Oil is becoming a hot political topic. The Republican party has made the push to expand domestic oil production a flagship policy ahead of November’s election, amid mounting public concern at soaring energy prices.
But the Obama campaign argues that lifting the ban would have little impact because it would take years for new offshore production to come online and the volumes would not make the US energy independent. “It would merely prolong the failed energy policies we have seen from Washington for 30 years,” said an Obama spokesman.
The oil heads at the American Petroleum Institute welcomed the news. “We encourage Congress to pass a common-sense and effective long-term energy policy designed to increase conservation and energy efficiency,” said API spokeswoman Judy Penniman.
While the oil companies tried to blame lack of exploration opportunities on the oil price. “Lack of access to responsible production is a root cause of our continuing energy shortfall,” said Shell Oil in a statement. “As we have seen, limited supply and increased demand can lead to shortages and higher prices.”
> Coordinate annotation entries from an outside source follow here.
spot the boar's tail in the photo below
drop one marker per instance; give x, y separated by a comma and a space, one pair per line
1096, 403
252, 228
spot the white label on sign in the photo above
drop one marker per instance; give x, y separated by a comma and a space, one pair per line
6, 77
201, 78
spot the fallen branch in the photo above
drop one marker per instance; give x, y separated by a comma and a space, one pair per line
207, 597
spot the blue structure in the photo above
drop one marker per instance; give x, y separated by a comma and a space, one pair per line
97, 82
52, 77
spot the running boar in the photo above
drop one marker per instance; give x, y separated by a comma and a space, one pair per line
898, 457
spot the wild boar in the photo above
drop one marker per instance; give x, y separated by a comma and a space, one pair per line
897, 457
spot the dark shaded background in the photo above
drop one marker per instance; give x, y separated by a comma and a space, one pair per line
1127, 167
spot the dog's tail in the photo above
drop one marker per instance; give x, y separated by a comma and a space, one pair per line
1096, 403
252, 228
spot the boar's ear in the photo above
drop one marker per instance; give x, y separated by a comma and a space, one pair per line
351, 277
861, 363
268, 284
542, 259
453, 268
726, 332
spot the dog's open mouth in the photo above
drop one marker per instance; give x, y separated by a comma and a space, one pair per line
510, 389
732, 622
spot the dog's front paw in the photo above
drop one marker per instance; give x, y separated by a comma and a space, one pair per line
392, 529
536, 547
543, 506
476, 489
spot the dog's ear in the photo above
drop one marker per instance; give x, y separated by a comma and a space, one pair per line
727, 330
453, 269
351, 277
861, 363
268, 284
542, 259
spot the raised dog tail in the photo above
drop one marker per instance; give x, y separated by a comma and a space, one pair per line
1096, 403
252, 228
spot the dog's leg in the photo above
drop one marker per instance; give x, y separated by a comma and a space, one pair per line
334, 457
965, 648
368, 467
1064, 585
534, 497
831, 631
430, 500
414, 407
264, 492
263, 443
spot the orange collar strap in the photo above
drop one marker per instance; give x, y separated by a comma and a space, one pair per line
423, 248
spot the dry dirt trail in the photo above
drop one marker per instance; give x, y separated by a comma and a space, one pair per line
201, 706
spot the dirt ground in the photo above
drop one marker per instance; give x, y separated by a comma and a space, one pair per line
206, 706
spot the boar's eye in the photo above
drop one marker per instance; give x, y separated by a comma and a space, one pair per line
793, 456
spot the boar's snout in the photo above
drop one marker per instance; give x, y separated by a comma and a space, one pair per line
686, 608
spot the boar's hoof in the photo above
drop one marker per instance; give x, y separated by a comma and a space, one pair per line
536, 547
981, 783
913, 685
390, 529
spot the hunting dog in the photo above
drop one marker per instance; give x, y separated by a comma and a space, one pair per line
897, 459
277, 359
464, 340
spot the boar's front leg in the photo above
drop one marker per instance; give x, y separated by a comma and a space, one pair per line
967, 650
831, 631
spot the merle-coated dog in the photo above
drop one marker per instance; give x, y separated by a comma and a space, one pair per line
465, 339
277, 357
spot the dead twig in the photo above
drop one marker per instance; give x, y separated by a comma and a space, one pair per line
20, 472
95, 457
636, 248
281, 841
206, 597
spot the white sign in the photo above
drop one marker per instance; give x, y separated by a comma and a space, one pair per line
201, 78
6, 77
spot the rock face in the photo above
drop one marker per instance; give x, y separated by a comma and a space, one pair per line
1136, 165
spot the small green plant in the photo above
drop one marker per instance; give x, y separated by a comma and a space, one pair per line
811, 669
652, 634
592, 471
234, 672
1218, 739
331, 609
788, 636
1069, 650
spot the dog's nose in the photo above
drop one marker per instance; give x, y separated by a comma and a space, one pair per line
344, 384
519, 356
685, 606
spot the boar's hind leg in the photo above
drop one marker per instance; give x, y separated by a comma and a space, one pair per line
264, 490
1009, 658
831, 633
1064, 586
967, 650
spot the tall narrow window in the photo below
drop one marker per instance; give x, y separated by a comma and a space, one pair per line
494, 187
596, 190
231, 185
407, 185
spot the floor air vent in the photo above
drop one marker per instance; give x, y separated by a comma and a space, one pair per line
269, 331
Its only two months ago that Shell said that the oil price raise was NOT due to supply shortages. As we blogged in May: “The record oil price of $135 a barrel is due to “market sentiment” rather than a shortage of supply” said Shell’s chief executive, Jeroen van der Veer.
The oil companies will say anything to justify getting their hands on more acreage. And Bush will do anything to assist his old buddies. And neither will solve the problem.